Tuesday, September 23, 2008

PAUL KANGAS: While Washington debates the $700 billion rescue plan, Wall Street is debating its impact. Regardless of the details, economists say there may be some negative repercussions of such a massive effort. But as Erika Miller reports, economists still think the risks are worth it.

ERIKA MILLER, NIGHTLY BUSINESS REPORT CORRESPONDENT: The Treasury's $700 billion bailout plan is clearly a staggering sum, but economists think the U.S. economy is strong enough to handle the additional debt. According to one estimate, total U.S. debt could surge to almost half the value of the nation's economic output. It's about 38 percent now. But even if that happens, experts say the ratio would still be below the levels of Japan and many European nations. Cary Leahey of Decision Economics warns that without a massive rescue effort, the U.S. is at risk for a deep recession.

CARY LEAHEY, ECONOMIST, DECISION ECONOMICS: We may end up having what one economist calls a slow motion recession for a couple of years. But that would be a better alternative than an old-fashioned recession where you lay off hundreds of thousands, if not millions, of workers and have an actual drop in GDP.

MILLER: However, nearly everyone agrees the government bailout will create serious long-term risks for the economy, including the potential for a big spike in inflation.

LEAHEY: It is ultimately inflationary, in the sense that you basically -- if necessary, Mr. Bernanke will use what he euphemistically referred to as the "printing press." If you can't get anybody to buy the debt, you're just going to print more money to buy off these loans.

MILLER: However, economist Lakshman Achuthan says weak global growth will help restrain inflationary pressures.

LAKSHMAN ACHUTHAN, MANAGING DIRECTOR, ECONOMIC CYCLE RESEARCH: It's very difficult to discern what's going to happen here. On the one hand, you could argue that inflation is not a problem because there are recessions everywhere, which hurts pricing power. And because credit is contracting, this makes it very difficult for prices to spike up.

MILLER: There are also fears that increased Treasury debt will pressure the U.S. dollar, which could encourage foreigners to dump U.S. securities. But some experts don't see that happening due to a lack of more attractive alternatives.

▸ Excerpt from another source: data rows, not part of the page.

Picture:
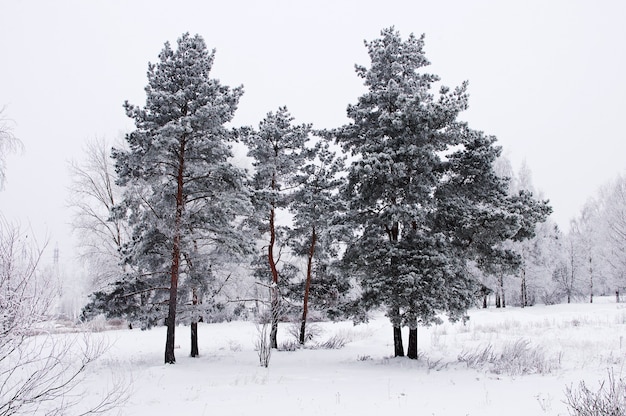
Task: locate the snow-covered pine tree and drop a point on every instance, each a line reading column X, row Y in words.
column 475, row 208
column 316, row 229
column 182, row 194
column 423, row 197
column 278, row 149
column 398, row 135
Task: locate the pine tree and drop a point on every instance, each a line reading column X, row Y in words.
column 278, row 149
column 398, row 134
column 424, row 199
column 315, row 231
column 182, row 195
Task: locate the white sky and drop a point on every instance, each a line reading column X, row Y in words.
column 546, row 77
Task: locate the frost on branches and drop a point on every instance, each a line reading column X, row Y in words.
column 423, row 199
column 181, row 193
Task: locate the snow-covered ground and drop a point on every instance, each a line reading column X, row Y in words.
column 564, row 344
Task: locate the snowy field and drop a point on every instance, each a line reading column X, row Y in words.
column 549, row 348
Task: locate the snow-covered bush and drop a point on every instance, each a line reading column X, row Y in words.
column 608, row 400
column 515, row 358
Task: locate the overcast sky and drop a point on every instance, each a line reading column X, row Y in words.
column 548, row 78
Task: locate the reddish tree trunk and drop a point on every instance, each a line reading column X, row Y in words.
column 307, row 285
column 397, row 342
column 274, row 270
column 194, row 327
column 412, row 348
column 170, row 358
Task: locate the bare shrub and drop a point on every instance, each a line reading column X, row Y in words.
column 335, row 342
column 608, row 400
column 39, row 371
column 263, row 346
column 516, row 358
column 311, row 331
column 290, row 345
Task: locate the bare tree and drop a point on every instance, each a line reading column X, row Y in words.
column 38, row 370
column 8, row 144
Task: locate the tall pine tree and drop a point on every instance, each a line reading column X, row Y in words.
column 315, row 230
column 410, row 157
column 182, row 194
column 278, row 149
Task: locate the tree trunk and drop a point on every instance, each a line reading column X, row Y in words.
column 274, row 287
column 412, row 349
column 397, row 342
column 170, row 358
column 194, row 326
column 307, row 285
column 590, row 281
column 502, row 297
column 524, row 295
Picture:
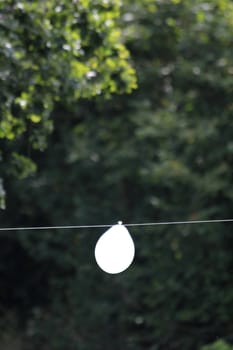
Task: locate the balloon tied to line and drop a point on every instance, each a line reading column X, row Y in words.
column 114, row 251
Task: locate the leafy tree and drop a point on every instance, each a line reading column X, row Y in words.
column 165, row 154
column 54, row 52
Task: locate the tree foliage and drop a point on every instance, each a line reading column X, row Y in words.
column 55, row 52
column 162, row 153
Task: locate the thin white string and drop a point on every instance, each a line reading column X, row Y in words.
column 103, row 226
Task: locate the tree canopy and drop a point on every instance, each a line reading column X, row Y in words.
column 163, row 152
column 55, row 52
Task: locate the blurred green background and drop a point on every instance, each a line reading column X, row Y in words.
column 112, row 111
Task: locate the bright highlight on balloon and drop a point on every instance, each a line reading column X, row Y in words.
column 114, row 251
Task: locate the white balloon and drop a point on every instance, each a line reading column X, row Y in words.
column 114, row 251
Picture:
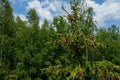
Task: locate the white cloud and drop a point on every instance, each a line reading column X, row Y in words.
column 109, row 10
column 48, row 9
column 23, row 17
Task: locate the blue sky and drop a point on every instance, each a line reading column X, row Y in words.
column 107, row 12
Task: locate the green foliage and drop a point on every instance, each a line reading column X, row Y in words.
column 70, row 48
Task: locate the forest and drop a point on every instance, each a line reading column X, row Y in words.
column 72, row 47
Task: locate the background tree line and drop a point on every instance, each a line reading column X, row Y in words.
column 72, row 47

ACHUTHAN: It's not clear what's the safe bet. And therefore, the U.S. is certainly part of the asset allocation that you want to have and, arguably, maybe a better place to be than some other places in the world because of the aggressive policy actions that are finally taking place.

MILLER: A massive government bailout would surely have a real impact on the economy, but experts say equally important will be the psychological effect, whether it can boost consumer and business confidence. Erika Miller, NIGHTLY BUSINESS REPORT, New York.